El sistema climático de la Tierra, en el cual se integran la atmósfera, la hidrosfera (océanos, lagos, ríos), la criosfera (glaciares y campos de hielo) y la biosfera (terrestre y marítima) ha experimentado cambios significativos desde la era pre-industrial, tanto a nivel global como regional. Algunos de estos cambios son atribuibles, al menos en forma parcial, a actividades humanas.

 

 

GASES DE EFECTO INVERNADERO Y SU IMPACTO

El clima de la Tierra está condicionado por la presencia de gases naturales de efecto invernadero, que absorben parcialmente la emisión de radiación infrarroja que emite la superficie, re-emitiendo radiación del mismo tipo (infrarroja), tanto al espacio exterior como hacia la superficie. Estos gases, entre los cuales están el dióxido de carbono (CO2), el vapor de agua y el ozono (O3), regulan la temperatura del planeta, contribuyendo que a nivel del mar ésta sea considerablemente mayor que la que se observaría si la atmósfera no tuviera estos componentes. El efecto invernadero ha estado siempre presente y su presencia ha permitido el desarrollo de la vida en el planeta. Lo que está en juego por acción del hombre es su intensificación. Para una descripción más completa de este fenómeno ver Estructura y Composición de la Atmósfera en la sección Temas.

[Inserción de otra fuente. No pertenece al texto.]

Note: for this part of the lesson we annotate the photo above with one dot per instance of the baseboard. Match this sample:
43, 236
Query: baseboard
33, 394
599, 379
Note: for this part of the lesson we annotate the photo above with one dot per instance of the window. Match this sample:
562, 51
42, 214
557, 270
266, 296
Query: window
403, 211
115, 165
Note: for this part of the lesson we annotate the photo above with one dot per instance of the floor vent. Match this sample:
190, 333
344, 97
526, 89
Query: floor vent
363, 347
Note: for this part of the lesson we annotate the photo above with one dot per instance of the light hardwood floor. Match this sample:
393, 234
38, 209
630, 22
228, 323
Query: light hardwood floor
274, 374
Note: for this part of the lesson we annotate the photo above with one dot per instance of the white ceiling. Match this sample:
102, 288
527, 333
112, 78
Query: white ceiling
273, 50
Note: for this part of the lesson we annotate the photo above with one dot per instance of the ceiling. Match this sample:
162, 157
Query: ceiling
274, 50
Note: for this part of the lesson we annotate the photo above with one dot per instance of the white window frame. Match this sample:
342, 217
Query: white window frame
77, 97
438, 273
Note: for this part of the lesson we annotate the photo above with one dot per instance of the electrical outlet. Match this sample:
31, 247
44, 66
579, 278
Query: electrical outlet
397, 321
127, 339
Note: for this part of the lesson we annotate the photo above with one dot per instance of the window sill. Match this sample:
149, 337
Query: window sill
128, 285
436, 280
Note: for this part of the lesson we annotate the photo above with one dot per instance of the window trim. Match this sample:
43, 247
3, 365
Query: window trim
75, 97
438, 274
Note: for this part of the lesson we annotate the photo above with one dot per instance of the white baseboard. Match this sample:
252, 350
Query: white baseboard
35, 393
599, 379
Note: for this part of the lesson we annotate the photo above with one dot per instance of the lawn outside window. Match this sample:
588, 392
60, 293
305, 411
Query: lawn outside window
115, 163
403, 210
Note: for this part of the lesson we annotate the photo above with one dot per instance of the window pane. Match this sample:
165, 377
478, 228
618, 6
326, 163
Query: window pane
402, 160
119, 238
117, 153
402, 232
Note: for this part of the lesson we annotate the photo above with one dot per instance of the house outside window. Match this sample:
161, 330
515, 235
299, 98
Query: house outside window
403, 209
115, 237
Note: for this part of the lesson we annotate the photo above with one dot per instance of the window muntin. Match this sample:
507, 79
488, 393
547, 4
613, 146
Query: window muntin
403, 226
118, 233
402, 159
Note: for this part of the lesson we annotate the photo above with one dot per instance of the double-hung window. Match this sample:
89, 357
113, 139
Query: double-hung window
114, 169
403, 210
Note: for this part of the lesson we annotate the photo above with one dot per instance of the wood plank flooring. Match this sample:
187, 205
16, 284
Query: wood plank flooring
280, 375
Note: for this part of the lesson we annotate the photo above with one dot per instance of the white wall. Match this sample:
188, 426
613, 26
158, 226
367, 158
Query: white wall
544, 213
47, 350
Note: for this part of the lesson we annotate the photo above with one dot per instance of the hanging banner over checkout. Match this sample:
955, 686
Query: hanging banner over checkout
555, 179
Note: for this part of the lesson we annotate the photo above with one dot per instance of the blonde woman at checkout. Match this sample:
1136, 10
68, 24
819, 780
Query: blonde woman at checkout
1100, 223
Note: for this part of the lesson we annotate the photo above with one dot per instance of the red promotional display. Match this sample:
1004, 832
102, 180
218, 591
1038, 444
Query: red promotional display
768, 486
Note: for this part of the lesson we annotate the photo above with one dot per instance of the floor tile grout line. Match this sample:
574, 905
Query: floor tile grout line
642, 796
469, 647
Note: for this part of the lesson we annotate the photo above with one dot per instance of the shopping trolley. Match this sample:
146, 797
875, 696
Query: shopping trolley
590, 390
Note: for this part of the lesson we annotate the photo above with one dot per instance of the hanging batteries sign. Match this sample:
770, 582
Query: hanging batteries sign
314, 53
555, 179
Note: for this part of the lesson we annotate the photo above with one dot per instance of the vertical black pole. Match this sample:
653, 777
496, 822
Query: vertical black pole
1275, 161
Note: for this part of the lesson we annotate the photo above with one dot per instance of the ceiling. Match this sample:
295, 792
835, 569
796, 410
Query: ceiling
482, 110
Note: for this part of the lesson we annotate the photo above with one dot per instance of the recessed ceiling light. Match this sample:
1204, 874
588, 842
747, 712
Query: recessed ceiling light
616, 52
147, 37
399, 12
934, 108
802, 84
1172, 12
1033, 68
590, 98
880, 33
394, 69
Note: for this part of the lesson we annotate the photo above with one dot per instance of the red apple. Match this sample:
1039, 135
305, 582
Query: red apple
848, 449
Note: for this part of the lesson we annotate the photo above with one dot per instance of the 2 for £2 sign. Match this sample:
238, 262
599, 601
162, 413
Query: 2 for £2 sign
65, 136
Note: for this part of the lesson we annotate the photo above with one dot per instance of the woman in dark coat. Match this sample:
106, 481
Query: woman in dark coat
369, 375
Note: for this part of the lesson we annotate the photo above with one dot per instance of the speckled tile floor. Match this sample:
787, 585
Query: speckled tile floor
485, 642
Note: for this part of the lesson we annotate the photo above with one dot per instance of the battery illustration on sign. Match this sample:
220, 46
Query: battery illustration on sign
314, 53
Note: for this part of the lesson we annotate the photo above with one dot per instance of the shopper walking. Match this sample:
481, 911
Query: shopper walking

La actividad del hombre, principalmente la actividad industrial, ha producido una significativa emisión a la atmósfera de gases de efecto invernadero, que no estaban presentes en la era pre-industrial. Su capacidad de influir sobre el clima global se explica por la larga vida media de muchos de ellos, que a pesar de una emisión localizada ,terminan distribuyéndose en toda la atmósfera.